On Saturday she was expected at a gala charity auction in Cannes. A driver and her favorite bodyguard, Altus, showed up at seven to take her there. It was nice enough as those things went. She bid on several items and visited with people she’d known all her life and had her picture taken with people whose names she couldn’t reca
ll. At the end, she wrote a large check for the decorative mirror and antique side table she’d won.

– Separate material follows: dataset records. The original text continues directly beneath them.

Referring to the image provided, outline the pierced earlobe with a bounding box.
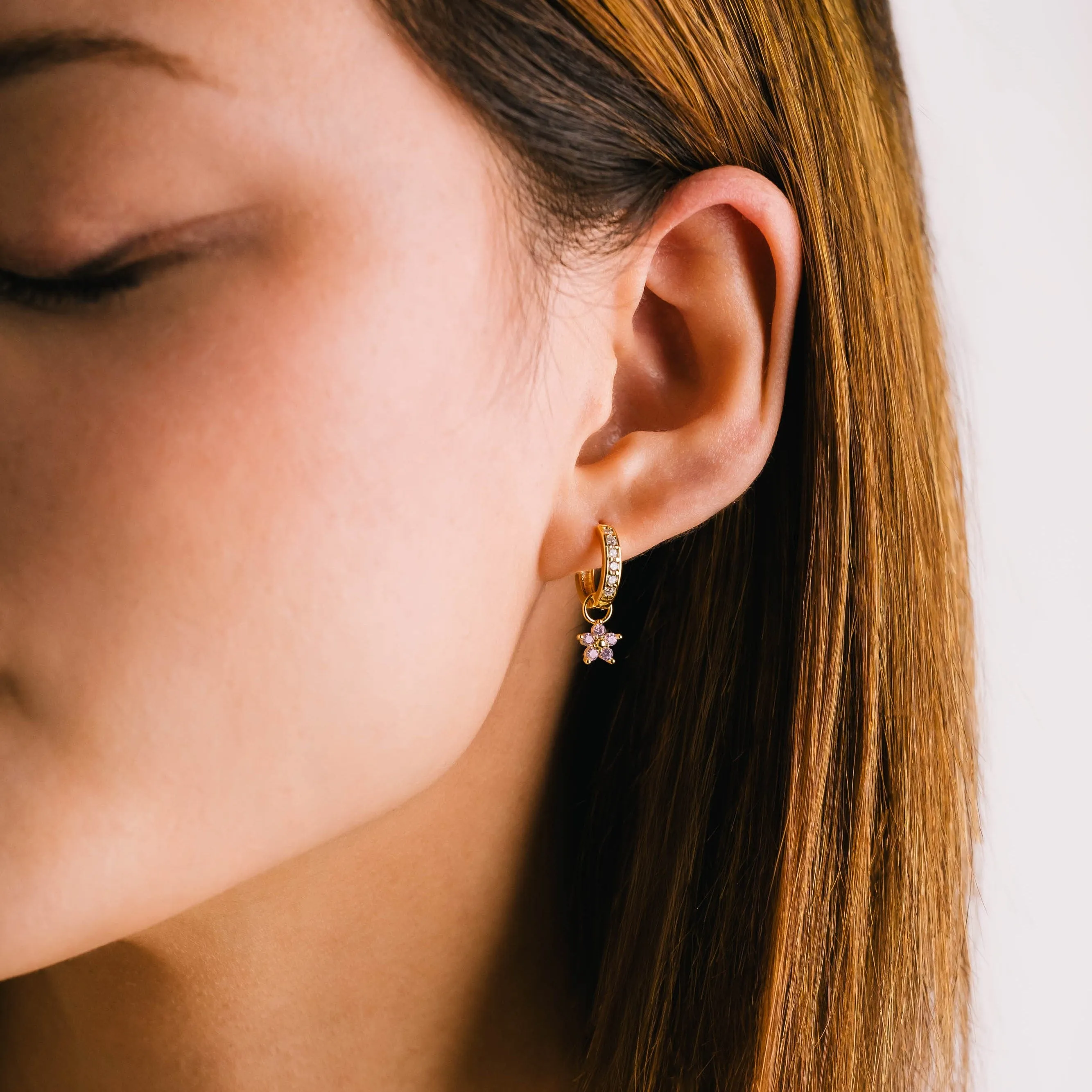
[577,523,622,664]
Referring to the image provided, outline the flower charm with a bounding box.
[577,622,622,664]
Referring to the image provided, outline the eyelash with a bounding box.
[0,262,151,311]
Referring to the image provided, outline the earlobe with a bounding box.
[542,167,800,579]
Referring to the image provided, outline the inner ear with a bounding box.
[579,286,702,464]
[579,204,776,464]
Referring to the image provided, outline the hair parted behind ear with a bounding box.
[381,0,976,1092]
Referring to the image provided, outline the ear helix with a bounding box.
[577,523,622,664]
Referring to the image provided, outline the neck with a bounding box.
[0,581,578,1092]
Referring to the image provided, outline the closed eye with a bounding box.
[0,259,154,311]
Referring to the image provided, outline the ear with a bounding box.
[540,167,800,580]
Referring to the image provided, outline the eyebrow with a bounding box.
[0,31,208,84]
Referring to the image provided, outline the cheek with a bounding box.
[0,228,553,973]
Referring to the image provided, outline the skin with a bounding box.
[0,0,800,1092]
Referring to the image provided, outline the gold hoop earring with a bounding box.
[577,523,622,664]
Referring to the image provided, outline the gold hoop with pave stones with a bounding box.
[577,523,622,664]
[577,523,622,622]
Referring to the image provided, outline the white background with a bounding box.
[892,0,1092,1092]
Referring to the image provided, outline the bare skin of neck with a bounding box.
[0,581,579,1092]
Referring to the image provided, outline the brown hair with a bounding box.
[382,0,975,1092]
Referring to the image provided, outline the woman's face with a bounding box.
[0,0,609,977]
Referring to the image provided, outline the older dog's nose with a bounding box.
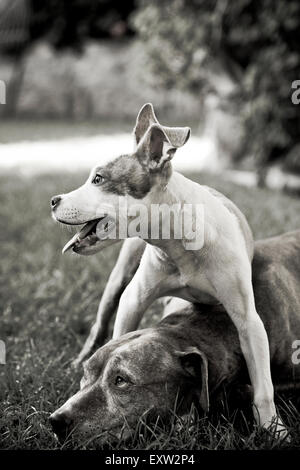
[49,413,72,437]
[51,196,61,209]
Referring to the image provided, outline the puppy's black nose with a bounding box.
[51,196,61,209]
[49,413,72,437]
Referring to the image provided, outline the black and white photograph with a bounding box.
[0,0,300,456]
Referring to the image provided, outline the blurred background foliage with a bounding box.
[0,0,300,182]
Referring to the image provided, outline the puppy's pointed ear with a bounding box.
[177,347,209,412]
[136,123,191,170]
[133,103,158,147]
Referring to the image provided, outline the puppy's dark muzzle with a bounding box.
[50,196,61,210]
[49,413,73,439]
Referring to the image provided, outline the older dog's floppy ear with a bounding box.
[136,123,191,170]
[177,347,209,412]
[133,103,158,147]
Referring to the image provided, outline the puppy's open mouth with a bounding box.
[62,216,112,253]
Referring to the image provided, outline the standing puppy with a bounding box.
[51,104,283,436]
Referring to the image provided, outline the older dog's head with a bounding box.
[51,103,190,255]
[50,328,209,437]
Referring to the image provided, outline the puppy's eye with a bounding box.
[115,375,127,387]
[92,173,103,185]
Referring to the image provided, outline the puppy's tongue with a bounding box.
[62,219,99,254]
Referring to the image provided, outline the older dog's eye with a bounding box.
[92,173,103,184]
[115,375,127,387]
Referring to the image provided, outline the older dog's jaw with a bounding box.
[62,219,101,253]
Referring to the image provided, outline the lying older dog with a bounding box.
[52,104,282,429]
[50,231,300,435]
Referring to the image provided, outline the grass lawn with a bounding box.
[0,174,300,449]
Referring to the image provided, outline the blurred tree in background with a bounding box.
[133,0,300,176]
[0,0,135,117]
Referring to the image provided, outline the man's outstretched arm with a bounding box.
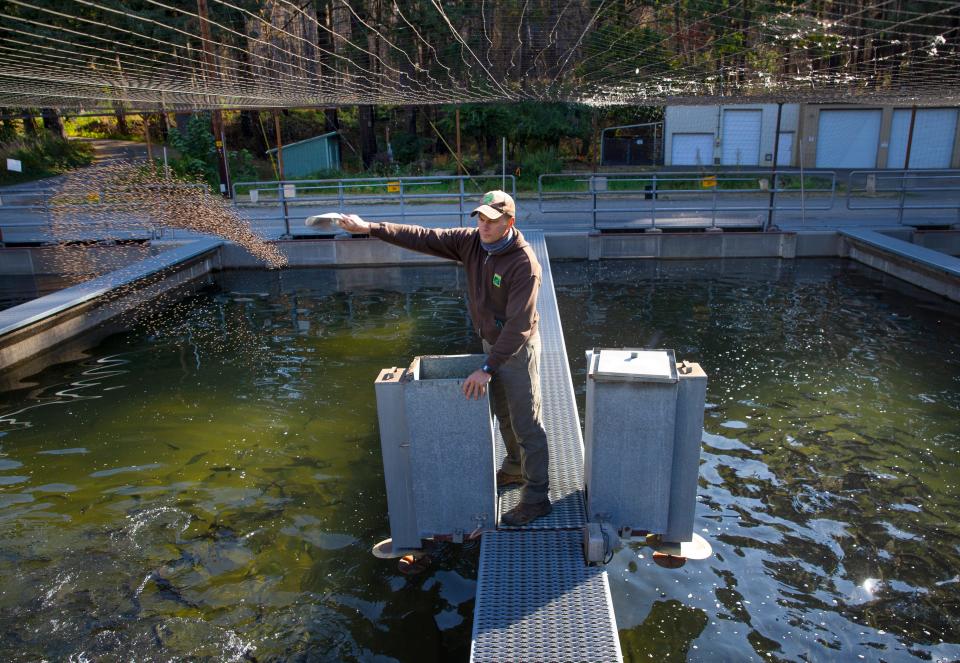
[340,214,470,260]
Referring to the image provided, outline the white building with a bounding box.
[663,104,960,169]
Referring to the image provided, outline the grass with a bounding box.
[0,131,93,185]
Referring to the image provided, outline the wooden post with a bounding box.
[903,106,917,170]
[197,0,230,198]
[141,113,153,167]
[273,110,291,239]
[273,111,284,182]
[457,106,463,175]
[764,101,783,230]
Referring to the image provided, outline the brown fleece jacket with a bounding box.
[370,223,540,371]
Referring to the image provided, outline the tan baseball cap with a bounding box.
[470,189,517,219]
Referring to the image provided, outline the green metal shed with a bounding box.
[267,131,340,180]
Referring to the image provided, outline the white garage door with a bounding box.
[817,110,880,168]
[777,131,793,166]
[670,134,713,166]
[887,108,957,168]
[720,110,762,166]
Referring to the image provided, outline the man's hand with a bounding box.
[340,214,370,235]
[463,368,492,401]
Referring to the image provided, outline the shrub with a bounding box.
[520,148,563,181]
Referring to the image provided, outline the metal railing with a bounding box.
[846,170,960,224]
[537,170,837,228]
[233,175,517,237]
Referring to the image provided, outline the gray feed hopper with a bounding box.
[584,348,707,541]
[375,355,497,550]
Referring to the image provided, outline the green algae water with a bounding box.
[553,260,960,661]
[0,260,960,662]
[0,268,479,661]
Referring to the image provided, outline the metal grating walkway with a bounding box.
[496,231,587,530]
[470,231,623,663]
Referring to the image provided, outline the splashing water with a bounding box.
[50,161,287,280]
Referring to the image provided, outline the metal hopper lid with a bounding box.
[589,348,679,382]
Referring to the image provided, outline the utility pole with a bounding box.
[197,0,231,198]
[903,106,917,170]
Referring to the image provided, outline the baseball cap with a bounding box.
[470,189,517,219]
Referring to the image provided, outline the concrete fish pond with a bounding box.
[0,260,960,661]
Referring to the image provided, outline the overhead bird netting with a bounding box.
[0,0,960,110]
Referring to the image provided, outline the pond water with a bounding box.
[0,260,960,662]
[553,260,960,661]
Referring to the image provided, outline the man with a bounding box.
[340,191,552,526]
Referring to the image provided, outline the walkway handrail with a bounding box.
[537,169,837,228]
[233,175,517,237]
[846,169,960,224]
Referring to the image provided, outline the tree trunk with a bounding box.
[157,113,170,143]
[173,113,192,134]
[357,105,377,168]
[20,110,37,136]
[40,108,67,140]
[240,110,256,154]
[323,108,340,133]
[404,106,420,136]
[113,103,130,134]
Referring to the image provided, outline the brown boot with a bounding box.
[497,470,523,488]
[500,500,553,527]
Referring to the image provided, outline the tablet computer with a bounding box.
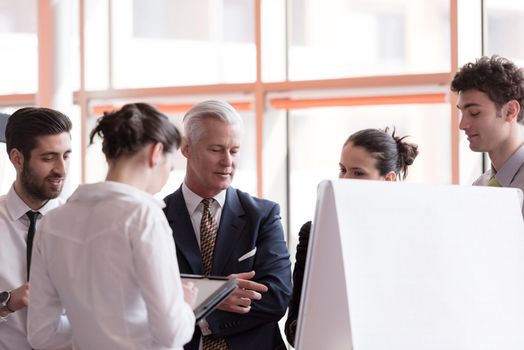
[180,274,237,322]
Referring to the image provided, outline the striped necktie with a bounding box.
[25,210,40,281]
[488,175,502,187]
[200,198,228,350]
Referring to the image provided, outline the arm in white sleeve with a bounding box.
[27,225,72,349]
[132,211,195,347]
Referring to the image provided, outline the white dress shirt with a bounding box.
[28,181,195,350]
[0,186,64,350]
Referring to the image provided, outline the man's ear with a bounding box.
[181,136,191,159]
[9,148,24,173]
[148,142,164,168]
[502,100,520,122]
[384,171,397,181]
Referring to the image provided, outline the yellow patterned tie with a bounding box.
[200,198,228,350]
[488,175,502,187]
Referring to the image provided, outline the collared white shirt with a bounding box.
[28,181,195,350]
[0,185,64,350]
[182,182,227,350]
[182,182,227,246]
[473,144,524,216]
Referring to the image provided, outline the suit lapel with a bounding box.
[212,187,245,276]
[167,188,204,275]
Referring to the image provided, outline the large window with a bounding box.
[0,0,524,276]
[0,0,38,95]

On the drive home, she felt a little down somehow. For some reason, that made her want to talk to Noah. She got out her phone to text him—and it buzzed in her hand.
A text from him.
Still @ auction?
That down feeling? Evaporated.
It’s over. Cn U tk?
WCU 1 hr.
She was back at her villa when the phone rang. They talked for two hours. She explained how she’d somehow ended up with a mirror and a side table she didn’t even want and he told her all about the movie people he’d met with to discuss a film project he was considering investing in. They laughed together and she felt...understood somehow. Connected. And she couldn’t help remembering that dream she’d had right after they’d first met, the dream where they rode through a meadow of wildflowers and talked and laughed together like longtime companions.
Monday, she found pictures of him on the internet. And yes, it was becoming a habit with her, to look him up online. In the pictures, he was having lunch at the Beverly Hills Hotel with a famous movie producer and a couple of actors she recognized. She teased him about it when they talked that night.
He said, “You’re checking up on me.” He didn’t sound the least bothered by the idea. “How am I doing?”
“So far, so good. Not a single scandal since you left Montedoro. No hot gossip about your newest girlfriend.”
“You told me I had to be monogamous, remember?”
She half groaned, half laughed. “If you’re only sleeping alone because I told you to, you’re missing the point.”
“Spoken like a woman. Not only does a guy have to do it your way, he has to like doing it your way.”